One caveat is the “novelty effect”. It means that sometimes people click the new version just because it looks so different, but it doesn’t mean they like it. To mitigate this, make sure you run your test long enough to give your customers some time to adapt to the surprise and respond with less sensation.
Am I wasting my time to continue the experiment after seeing an effect?
Some people turn off the test and celebrate the win when they see a change. However, if you stop your experiment too early, the results you see can be false positive that is caused by random noise caused by small sample size.
Statistical power increases as the sample size increases, so you need to collect enough samples by running your experiment long enough.
Look at this example below: in the real world, Golden Retrievers are larger than Beagles on average; but when the sample size is too small, you might have a few outliers like baby Golden Retrievers, and you end up missing the truth when detecting breed is larger.
When your test runs longer, your sample is larger, and this way the data will be less affected by outliers, which makes it easier to see a real effect.
So how long is long enough for the run time of A/B tests?
Especially when you are not able to follow the first rule and have to test a small change, you can run the experiment longer to have more samples to increase the statistical power of your test.
2. You should run your test for at least 7 days because there is a ‘day of the week’ effect — your customers’ behavior over the weekend might be different from during the week.

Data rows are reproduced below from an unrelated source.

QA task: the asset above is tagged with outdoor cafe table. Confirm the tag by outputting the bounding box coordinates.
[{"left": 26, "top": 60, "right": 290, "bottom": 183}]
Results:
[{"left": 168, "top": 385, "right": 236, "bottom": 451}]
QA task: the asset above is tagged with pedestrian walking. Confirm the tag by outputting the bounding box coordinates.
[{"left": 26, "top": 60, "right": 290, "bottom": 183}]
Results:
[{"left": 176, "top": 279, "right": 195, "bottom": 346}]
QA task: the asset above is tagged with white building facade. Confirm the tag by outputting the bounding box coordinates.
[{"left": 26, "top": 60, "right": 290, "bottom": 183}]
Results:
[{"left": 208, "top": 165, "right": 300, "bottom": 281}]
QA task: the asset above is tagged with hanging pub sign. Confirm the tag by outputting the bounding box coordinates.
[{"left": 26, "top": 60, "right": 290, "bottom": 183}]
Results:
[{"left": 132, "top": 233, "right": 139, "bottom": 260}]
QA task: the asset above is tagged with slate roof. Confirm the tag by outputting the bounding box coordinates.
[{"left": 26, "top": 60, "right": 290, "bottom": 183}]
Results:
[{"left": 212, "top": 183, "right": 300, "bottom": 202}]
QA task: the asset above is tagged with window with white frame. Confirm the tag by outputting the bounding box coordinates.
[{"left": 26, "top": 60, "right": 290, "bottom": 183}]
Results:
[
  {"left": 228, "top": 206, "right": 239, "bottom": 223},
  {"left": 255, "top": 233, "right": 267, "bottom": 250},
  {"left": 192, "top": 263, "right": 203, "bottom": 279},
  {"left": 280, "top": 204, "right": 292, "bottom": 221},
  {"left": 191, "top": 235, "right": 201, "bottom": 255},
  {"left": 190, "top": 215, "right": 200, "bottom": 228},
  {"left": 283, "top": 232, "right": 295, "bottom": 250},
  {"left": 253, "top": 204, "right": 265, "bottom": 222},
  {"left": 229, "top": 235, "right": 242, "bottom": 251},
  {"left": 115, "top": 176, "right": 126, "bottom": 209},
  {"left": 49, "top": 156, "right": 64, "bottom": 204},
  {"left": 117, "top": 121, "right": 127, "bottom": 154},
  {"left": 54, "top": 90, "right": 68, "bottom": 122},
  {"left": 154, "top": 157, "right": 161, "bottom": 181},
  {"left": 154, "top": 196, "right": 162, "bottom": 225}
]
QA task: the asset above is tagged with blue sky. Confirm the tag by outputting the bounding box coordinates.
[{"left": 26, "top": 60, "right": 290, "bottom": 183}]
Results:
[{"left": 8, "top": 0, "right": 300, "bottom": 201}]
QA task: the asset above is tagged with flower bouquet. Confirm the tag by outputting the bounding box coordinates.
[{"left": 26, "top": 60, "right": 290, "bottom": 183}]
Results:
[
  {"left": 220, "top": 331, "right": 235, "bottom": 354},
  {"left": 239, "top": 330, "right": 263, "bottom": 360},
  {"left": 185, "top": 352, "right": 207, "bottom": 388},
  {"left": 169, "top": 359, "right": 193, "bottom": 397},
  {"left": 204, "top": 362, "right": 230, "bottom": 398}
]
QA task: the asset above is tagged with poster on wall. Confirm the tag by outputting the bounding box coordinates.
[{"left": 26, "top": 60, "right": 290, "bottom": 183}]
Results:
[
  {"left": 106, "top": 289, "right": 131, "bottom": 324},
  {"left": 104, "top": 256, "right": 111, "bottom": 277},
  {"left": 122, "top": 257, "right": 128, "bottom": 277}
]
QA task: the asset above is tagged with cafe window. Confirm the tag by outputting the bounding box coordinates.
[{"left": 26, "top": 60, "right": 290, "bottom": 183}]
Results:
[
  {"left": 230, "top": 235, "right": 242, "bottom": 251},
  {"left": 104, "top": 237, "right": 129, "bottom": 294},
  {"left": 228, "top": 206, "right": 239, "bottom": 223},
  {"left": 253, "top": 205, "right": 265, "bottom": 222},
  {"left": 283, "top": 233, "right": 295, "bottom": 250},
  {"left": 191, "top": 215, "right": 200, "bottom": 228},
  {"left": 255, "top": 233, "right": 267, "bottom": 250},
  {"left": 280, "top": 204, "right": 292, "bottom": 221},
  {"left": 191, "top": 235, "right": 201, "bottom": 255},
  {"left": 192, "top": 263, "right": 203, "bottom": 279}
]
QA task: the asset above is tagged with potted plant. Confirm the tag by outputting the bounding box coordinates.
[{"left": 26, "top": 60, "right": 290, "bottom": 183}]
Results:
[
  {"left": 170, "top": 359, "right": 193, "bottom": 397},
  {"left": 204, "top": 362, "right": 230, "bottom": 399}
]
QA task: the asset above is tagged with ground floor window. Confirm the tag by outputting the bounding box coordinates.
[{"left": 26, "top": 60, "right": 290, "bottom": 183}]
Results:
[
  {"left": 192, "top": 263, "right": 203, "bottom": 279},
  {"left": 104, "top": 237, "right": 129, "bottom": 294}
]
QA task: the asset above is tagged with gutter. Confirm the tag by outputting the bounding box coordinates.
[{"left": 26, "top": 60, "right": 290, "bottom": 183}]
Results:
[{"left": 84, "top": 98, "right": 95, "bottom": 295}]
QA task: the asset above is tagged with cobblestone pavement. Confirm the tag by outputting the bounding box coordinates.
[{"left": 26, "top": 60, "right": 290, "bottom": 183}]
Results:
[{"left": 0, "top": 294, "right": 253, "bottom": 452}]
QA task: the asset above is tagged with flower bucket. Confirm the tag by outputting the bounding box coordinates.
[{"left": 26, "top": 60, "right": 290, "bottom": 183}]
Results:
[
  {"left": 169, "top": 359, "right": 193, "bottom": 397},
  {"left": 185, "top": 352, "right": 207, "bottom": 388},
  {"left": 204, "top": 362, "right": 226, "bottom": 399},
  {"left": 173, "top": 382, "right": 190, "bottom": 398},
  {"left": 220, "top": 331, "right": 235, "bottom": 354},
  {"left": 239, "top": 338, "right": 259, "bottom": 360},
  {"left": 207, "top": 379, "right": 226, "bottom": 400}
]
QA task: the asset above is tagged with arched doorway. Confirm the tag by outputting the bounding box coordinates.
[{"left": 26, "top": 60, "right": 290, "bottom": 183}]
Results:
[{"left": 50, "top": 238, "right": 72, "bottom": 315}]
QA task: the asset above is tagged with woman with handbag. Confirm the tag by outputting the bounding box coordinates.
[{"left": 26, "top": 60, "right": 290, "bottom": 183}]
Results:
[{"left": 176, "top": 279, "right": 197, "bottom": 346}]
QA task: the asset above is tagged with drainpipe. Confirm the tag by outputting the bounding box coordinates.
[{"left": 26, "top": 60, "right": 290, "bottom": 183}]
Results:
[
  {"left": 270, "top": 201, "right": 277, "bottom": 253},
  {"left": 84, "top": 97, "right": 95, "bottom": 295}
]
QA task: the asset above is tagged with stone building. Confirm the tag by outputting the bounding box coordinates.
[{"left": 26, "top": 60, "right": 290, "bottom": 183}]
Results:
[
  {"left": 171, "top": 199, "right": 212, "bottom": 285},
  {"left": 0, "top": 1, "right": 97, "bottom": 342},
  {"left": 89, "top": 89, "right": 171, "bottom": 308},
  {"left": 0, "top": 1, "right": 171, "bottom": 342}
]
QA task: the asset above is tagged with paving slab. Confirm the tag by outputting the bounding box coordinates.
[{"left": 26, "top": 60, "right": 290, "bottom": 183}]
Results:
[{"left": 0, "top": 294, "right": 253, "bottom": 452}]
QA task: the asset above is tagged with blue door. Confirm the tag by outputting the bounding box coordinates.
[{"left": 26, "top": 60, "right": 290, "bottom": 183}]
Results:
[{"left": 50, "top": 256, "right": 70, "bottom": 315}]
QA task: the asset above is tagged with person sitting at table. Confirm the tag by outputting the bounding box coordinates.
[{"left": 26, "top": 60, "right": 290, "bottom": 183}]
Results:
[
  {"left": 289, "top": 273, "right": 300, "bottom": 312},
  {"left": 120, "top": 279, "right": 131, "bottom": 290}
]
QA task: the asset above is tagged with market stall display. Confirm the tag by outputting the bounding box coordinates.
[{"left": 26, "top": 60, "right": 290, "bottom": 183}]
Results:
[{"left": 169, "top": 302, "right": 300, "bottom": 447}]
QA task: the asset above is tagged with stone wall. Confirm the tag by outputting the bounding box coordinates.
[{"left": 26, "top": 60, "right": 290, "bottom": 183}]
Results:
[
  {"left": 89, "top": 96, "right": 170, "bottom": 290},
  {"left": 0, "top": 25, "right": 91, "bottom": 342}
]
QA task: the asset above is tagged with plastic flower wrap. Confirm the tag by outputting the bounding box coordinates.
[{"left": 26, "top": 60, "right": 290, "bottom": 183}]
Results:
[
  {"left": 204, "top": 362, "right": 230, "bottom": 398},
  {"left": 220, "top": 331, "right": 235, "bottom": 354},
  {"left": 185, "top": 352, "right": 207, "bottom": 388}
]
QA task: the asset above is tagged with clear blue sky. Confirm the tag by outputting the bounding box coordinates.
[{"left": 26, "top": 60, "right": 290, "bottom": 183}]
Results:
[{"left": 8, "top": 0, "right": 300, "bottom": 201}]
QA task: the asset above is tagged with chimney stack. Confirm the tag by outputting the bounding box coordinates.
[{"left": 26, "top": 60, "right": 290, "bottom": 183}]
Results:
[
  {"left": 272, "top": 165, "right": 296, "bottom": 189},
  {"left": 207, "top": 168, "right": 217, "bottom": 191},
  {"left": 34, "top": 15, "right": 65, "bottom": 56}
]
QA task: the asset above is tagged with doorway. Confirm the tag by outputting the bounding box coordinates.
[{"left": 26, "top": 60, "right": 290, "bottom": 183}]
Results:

3. No matter how long you plan to run it, set a schedule before you start the experiment and stick to it.
Is the longer the better?
Intuitively, you want to see how different customer segments react to a new feature, but that might reduce your statistical power. What happens is that, when you combine different types of customers during A/B testing, the variance becomes higher. However, statistical power is higher when the sample variance is low.
For example, if you are testing a feature related to the sign-up page for new customers, you don’t need to include the test on the pages where only existing customers have access. This graph below shows that it’s easier to detect a difference when the variance is low (only include one segment of customers).
You might ask, shouldn’t I have a bigger sample size by including everyone? You can have more sample by running the experiment for longer, but don’t include irrelevant samples in your experiment, that will only dilute the effect or create more noise. You should gather enough samples by running the experiment longer, but not by over-targeting. Additionally, if your targeting audience has very low variance, you might able to have enough statistical power with a relatively small sample.
When if you are testing a feature that indeed affects everyone? If you worry that you won’t see any effect due to high variance, you can start testing a small segment to see whether there is any signal. But eventually, you should include everyone in the test, as you can’t generalize the test results from a sub-group to the entire population.
In the industry, we usually set the statistical power as 0.8. Which means, there are still 20% chances that you won’t detect the real effect. So, why don’t we increase it to 95%? You could. Technically, there is a 4th way to increase power. You can do so by increasing a parameter called ‘alpha’ when calculating the statistical power. However, increasing the statistical power this way also increases the likelihood of having false positive; it’s more likely to find ‘fake signal’ when there isn’t one.
There is a trade-off between statistical power and false discovery, and it’s up to you to decide what is more important to you: willing to miss a discovery when there actually is one, or have a false discovery when there isn’t any effect.
For example, if you are detecting a fatal disease, you’d rather have a false discovery than missing the diagnosis, so you want more statistical power; if you are testing for a feature that is very expensive when launching in production, then you want to make sure that there is a real effect, so you want moderate statistical power to have smaller chance of wasting money on a false-positive result.
Unless you are very familiar with statistical testing, I don’t suggest you achieve higher statistical power this way.